Желая отвлечься от грустных мыслей, Реджеб достал свою деревянную табакерку и свернул папиросу. На душе было тяжело. Сердце сжимала непонятная тоска. Это чувство было совсем не похоже на то, какое он испытывал в тот день, когда его не избрали старостой. Его нельзя было также сравнить и с обидой, наполнявшей его душу в тот день, когда его избили жандармы... Пожалуй, оно мало чем напоминало и ту горечь, которую он испытал после того, как продал свою тележку за пять лир и через полчаса узнал, что мог бы ее продать за семь с половиной... А сейчас вроде и не произошло ничего такого, что могло бы его огорчить или как-то обеспокоить.
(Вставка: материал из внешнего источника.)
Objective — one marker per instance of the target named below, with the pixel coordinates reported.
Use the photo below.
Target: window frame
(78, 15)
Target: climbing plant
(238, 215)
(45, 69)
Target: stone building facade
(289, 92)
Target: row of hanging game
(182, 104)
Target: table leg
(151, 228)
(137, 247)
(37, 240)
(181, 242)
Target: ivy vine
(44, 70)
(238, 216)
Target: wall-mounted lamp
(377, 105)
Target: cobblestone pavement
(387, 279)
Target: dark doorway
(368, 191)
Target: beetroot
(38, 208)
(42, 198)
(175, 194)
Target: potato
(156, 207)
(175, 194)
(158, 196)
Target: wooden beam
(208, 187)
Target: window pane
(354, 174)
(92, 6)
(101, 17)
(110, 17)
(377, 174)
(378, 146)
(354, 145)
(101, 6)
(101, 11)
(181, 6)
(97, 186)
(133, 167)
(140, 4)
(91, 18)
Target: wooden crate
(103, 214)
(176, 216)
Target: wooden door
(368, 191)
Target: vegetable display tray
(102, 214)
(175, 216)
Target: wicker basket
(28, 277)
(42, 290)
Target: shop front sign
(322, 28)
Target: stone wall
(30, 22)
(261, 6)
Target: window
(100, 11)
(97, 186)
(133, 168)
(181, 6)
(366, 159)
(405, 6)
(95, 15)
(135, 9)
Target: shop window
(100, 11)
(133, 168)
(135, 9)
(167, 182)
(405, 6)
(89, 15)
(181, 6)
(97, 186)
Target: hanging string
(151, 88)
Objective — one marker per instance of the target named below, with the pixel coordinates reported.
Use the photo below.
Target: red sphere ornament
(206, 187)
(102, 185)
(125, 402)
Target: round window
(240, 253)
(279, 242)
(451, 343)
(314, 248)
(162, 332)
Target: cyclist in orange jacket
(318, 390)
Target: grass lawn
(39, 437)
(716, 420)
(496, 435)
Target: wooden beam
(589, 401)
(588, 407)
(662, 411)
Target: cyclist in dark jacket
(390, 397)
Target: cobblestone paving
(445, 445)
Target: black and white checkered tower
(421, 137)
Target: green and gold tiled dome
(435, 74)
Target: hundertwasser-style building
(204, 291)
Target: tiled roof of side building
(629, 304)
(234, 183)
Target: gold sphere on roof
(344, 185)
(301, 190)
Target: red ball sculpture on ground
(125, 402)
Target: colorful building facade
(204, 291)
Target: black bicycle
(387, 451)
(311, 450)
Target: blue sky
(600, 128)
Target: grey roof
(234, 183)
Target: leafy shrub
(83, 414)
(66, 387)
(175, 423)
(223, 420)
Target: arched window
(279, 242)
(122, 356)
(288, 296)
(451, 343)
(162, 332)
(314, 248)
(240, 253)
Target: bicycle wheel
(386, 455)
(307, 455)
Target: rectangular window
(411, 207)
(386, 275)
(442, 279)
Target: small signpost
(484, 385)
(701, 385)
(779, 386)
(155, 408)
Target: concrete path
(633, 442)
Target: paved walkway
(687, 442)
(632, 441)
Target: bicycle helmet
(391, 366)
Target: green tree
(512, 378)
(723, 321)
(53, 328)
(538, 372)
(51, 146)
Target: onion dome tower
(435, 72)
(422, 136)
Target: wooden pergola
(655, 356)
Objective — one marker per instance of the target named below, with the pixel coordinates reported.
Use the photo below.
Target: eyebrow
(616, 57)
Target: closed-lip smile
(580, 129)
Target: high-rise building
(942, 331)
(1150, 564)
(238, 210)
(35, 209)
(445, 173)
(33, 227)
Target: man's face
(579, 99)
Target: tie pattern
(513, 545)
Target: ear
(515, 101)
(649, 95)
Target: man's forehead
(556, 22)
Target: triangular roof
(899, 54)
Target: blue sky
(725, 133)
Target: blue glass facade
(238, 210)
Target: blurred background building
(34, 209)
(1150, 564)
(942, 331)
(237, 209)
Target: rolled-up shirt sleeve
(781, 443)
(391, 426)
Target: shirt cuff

Свеклу, кажется, посеяли вовремя, хромавшая буйволица уже выздоровела, корова отелилась, с жандармским чавушем они помирились и даже как-то вместе с ним играли в кофейне в «шестьдесят шесть». Кажется, никаких причин, чтобы быть недовольным жизнью, не было. Реджеб несколько раз перевернулся на земле с боку на бок. Решив наконец больше не думать об этом, он успокоился и уснул.

* * *

Когда он проснулся, солнце стояло уже высоко. Жена и дочь, наверное, давно ушли работать в поле. Реджеб сладко потянулся, встал и не спеша направился к дому. Около печи он нашел кувшин айрана, накрошил туда хлеба и с аппетитом поел. С хозяйством жена уже управилась: постель убрала, лепешек приготовила, скотину напоила. Ему вроде делать нечего. Разве что пойти в кофейню и сыграть в «шестьдесят шесть»? Кажется, ничего такого не случилось, что могло бы испортить ему настроение. Но идти играть в карты сегодня почему-то не хотелось. Томившая душу тоска овладела сейчас всем его существом. Она, казалось, острым лемехом врезалась в самое сердце, все переворачивая у него внутри. Аллах, аллах! И какая только могла быть причина для этой тоски? Когда долго не бывает дождя, его тоже гложет тоска, но совсем не такая. Когда не всходят семена, он тоже страдает, но не так... Когда в дверях появляется сборщик налогов, тоже на душе становится тоскливо, но опять же не так...

«Сходить, что ли, на поле?.. — подумал Реджеб. — Может, там хоть немного развеюсь. Да заодно посмотрю, что женщины делают...»

Дождя давно не было, и земля, припекаемая солнцем, потрескалась. От куч навоза, наваленных в небольших загонах около домов, распространялся тяжелый, удушливый запах. Под палящими лучами солнца вся деревня словно вымерла: вокруг ни души, ни звука.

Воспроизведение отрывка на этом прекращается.